The interest limitation rules have been implemented as part of the 2019 tax reform that transposed the AntiTax Avoidance Directive (“ATAD”) and other anti-Base Erosion and Profit Shifting (“BEPS”) measures into Luxembourg tax law. The interest limitation rules provided under ATAD have been largely inspired by the recommendations made in the Final Report on Action 4 of the OECD BEPS Project that aimed at developing guidance on limiting base erosion involving interest deductions and other financial payments.
The interest limitation rules rely on a fixed ratio rule as the general rule and a group-wide rule as carve-out from the general rule. The fixed ratio rule limits an entity’s net deductions for interest and payments that are economically equivalent to interest to a percentage of maximum 30% of its earnings before interest, taxes, depreciation and amortisation (“EBITDA”).

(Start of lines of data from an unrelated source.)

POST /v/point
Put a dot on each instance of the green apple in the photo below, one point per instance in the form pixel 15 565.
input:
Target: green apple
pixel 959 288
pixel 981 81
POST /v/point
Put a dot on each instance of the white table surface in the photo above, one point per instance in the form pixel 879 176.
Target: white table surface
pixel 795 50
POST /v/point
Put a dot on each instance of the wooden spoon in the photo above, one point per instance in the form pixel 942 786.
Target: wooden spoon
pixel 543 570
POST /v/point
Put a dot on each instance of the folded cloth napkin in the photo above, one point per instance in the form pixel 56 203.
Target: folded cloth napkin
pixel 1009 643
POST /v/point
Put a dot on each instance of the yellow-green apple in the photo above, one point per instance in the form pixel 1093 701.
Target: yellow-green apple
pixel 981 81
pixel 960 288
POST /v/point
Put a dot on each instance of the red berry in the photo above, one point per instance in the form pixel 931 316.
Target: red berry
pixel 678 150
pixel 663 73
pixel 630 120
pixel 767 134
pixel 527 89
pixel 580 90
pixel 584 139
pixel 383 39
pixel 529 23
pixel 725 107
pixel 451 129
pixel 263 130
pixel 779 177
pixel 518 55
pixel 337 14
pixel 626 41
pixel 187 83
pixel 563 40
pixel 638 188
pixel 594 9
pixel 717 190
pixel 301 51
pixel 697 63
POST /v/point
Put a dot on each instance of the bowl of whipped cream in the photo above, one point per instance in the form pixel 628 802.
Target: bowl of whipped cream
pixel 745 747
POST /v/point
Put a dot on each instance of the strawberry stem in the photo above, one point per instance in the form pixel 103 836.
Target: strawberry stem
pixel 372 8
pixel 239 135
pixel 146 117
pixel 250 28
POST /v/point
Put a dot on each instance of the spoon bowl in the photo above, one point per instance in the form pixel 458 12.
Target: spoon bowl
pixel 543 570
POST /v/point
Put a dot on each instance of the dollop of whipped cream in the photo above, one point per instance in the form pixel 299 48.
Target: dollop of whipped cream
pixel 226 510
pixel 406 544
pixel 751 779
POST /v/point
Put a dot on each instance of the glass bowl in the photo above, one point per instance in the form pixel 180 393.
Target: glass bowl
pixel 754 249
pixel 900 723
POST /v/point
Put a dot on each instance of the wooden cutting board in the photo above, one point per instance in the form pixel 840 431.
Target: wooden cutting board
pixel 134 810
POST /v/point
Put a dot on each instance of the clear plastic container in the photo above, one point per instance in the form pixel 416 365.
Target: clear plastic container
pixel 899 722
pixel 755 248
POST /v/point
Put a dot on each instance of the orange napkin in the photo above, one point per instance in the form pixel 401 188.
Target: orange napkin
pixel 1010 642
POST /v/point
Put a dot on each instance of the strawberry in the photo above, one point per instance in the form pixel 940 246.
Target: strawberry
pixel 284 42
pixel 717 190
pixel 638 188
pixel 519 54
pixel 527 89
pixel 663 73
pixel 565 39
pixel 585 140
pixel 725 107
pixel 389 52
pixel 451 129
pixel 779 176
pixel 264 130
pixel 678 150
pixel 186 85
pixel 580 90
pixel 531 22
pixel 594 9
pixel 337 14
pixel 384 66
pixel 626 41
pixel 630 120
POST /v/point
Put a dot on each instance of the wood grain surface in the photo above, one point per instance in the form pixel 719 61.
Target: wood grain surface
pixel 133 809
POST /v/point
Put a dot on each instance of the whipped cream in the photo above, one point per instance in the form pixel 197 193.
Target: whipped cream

By adding a carve-out to the fixed ratio rule, the specific circumstances of capital-intensive industries and investments relying heavily on external funding should be considered. Exceeding borrowing costs up to an amount of EUR 3m may be deducted without any limitation (a safe harbour provision). The interest limitation rules further provide for several exceptions (entities and loans excluded from the scope) and carry-forward mechanisms that allow companies to carry forward both non-deductible interest and unused interest capacity. On 8 January 2021, the Luxembourg tax authorities released a tax circular (the “Circular”) on the interpretation of the interest limitation rules.